Other facilities in the system are the Marshall Medical Center, Wayne Medical Center and Lewis Health Center in the counties of the same name in southern Middle Tennessee. Maury Regional Health also includes the Maury Regional Medical Group; a network of physician practices in the same counties.
The imaging inventory, among the three hospitals and eight offsite facilities, includes eight CTs, four MRIs and 43 fixed rooms, including about 120 pieces of equipment total. Caring for this imaging equipment is an imaging service department consisting of three imaging engineers.
“Our shop, Imaging Services, is physically separated from biomed, but is paired with them as a part of the Healthcare Technologies Management Department,” says Eric Mann, an imaging engineer III in the department.
“We cover pretty much anything in the Maury Regional Health network that is a piece of imaging equipment: CTs, MRIs, X-ray rooms, R&F rooms, cath labs, C-arms, mammography, bone density, portable X-ray, ultrasound and some nuclear medicine,” Mann says. “We’ll be adding PET/CT to the list in the very near future.”
Mann says that the only equipment they don’t service internally are the nuclear medicine cameras. They plan to add that expertise in the future but just don’t have anyone trained on the equipment currently.
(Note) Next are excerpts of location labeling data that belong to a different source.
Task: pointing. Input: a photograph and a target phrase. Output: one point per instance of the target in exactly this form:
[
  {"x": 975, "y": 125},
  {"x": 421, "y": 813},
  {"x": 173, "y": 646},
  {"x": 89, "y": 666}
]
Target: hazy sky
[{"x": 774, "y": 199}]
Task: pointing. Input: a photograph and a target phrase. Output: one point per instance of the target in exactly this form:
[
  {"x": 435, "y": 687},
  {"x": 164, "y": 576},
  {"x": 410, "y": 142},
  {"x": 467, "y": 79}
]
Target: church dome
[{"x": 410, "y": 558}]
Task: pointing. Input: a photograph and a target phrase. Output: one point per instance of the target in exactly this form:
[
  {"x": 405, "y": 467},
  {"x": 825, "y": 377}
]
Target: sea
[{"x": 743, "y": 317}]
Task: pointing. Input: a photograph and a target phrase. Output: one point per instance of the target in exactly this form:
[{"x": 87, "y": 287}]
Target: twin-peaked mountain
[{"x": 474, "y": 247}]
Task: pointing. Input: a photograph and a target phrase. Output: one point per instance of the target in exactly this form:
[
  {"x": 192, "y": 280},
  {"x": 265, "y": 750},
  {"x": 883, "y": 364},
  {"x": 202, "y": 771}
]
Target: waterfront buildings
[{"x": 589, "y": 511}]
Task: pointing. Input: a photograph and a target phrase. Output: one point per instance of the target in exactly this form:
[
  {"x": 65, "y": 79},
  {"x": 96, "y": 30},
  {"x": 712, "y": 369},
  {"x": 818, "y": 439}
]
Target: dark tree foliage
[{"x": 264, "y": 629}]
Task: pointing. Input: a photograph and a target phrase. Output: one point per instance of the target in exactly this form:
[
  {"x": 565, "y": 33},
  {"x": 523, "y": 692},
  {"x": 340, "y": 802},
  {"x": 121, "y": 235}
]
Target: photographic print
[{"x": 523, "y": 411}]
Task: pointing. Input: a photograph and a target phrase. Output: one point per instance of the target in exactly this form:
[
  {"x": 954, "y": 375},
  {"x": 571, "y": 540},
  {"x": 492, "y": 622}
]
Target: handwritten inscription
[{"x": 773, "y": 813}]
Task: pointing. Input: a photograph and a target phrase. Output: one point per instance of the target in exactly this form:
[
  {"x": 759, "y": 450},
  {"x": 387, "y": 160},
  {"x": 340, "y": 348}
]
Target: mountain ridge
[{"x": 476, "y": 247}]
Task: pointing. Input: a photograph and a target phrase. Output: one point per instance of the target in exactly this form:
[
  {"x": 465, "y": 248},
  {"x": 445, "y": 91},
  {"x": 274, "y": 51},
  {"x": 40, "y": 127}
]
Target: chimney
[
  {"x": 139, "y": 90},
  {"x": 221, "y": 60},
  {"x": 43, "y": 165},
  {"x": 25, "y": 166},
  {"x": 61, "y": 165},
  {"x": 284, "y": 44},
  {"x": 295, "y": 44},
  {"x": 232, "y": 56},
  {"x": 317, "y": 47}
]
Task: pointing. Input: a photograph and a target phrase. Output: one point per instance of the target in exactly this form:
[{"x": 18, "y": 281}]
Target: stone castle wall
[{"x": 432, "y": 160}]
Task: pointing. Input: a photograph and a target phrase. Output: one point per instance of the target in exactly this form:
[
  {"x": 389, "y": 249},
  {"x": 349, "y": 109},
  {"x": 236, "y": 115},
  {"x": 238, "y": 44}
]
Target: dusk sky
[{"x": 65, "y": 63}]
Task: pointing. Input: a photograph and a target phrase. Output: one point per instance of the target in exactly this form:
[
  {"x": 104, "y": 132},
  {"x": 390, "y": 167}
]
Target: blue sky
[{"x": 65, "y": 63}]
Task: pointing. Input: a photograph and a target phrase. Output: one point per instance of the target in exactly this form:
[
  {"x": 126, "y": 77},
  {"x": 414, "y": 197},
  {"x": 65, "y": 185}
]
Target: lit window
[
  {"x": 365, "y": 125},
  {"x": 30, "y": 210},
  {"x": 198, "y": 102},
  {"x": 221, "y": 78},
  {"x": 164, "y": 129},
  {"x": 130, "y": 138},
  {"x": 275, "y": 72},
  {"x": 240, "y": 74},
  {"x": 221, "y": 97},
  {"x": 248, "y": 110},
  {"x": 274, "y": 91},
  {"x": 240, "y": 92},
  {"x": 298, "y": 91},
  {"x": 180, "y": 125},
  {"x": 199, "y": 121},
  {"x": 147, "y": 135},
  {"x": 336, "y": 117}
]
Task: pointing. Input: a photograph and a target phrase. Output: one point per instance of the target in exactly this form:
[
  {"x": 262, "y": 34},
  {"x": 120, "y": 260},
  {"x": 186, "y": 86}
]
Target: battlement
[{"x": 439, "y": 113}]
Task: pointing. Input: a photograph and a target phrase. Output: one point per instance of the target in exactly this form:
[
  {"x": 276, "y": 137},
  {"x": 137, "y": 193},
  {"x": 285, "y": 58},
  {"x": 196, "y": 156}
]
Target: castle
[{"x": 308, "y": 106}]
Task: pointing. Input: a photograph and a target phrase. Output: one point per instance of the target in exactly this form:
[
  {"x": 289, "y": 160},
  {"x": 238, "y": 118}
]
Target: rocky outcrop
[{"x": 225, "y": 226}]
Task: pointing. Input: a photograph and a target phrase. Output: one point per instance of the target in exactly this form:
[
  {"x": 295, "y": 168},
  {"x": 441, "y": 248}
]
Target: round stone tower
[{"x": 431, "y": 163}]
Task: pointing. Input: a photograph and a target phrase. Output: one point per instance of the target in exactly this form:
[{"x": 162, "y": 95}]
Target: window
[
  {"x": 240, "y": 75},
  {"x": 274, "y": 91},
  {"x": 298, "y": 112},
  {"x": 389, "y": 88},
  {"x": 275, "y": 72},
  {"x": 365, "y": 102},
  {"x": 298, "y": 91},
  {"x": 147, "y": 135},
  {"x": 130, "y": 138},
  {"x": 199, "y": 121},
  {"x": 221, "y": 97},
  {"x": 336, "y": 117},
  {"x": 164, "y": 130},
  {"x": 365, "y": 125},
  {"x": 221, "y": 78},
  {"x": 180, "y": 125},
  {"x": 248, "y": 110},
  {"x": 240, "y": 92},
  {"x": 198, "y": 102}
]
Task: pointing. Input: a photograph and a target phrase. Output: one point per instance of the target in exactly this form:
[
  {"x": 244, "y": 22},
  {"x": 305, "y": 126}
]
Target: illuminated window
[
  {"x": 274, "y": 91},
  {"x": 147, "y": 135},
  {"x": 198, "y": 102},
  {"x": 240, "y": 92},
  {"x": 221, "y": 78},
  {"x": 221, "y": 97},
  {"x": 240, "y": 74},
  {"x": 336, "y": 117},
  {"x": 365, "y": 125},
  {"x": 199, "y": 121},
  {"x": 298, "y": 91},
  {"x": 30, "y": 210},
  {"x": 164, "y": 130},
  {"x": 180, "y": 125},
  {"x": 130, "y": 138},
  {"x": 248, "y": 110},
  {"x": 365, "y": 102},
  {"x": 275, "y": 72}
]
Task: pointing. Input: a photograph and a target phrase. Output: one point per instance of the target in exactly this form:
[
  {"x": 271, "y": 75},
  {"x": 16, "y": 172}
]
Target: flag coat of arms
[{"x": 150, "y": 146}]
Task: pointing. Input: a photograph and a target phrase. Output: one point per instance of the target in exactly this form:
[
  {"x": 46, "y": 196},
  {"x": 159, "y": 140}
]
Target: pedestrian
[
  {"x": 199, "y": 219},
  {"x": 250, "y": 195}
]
The department does a good job of keeping current on training and utilizes a number of approaches depending on what is required to be able to repair their devices.
“We try to utilize any option available for training, whether it’s through the OEM, an ISO, or a third-party company. We try to keep with the OEM, though, for equipment-specific training as it’s helped us with licensing and access to service keys. We’ve used companies like RSTI for the introductory and non-vendor specific courses to train a few of the engineers that were new to the shop and career field,” Mann says.
The three engineers act almost like an imaging procurement department alongside their maintenance duties. They are very hands-on in the process.
“We’ve become very involved with all aspects of purchasing new equipment. We’re there from the initial sales presentations, through negotiations and during installation,” Mann says. “The three of us are able to source parts, call in third-party labor and provide any user training we can as needed.”
“Negotiating service agreements or contracts has become one of my additional tasks, which was my reason for attending ICE 2017, I hadn’t done that prior to this and was hoping to pick up some tips; which I did,” Mann says, referring to the July 2017 Imaging Conference and Expo that was held in Washington, D.C.
Mann says that the department has someone fully trained on almost every piece of equipment they service. For a three-man team, they have the expertise on nearly all modalities covered well.
“I myself am trained on our CTs, MRIs, and am in the process of going to the OEM classes for our ultrasound units,” he says. “Once the PET/CT is purchased, I’ll be attending those classes as well, if it’s a vendor I’m not already trained on. We have another gentleman trained on the portable X-ray, C-arms, cath labs, along with some general X-ray/R&F training. The other gentleman is trained on our mammography units, bone density and general X-ray.”
The group has kept busy with maintaining current equipment and haven’t tackled too many major projects. One planned project recognizes the need for a continuous power supply for some of the imaging equipment.
“Other than assisting with the planning of ‘turn-key’ MRI suites, we’ve not had the chance as of yet to work on many special projects. I’ve recently started a project where I’m trying to get an external UPS unit (outbuilding sized unit) installed that would be able to handle multiple imaging or surgical suites at one time,” Mann says.
“This is due to whenever we run our monthly generator tests, or there is a power outage, one or more of the pieces of equipment does not come back up. And, as we all know, down time equals lost money, which adds up quickly and makes for a very squeaky wheel,” Mann adds.
For a small imaging department, the Maury Regional imaging service team brings big expertise and coverage to the system.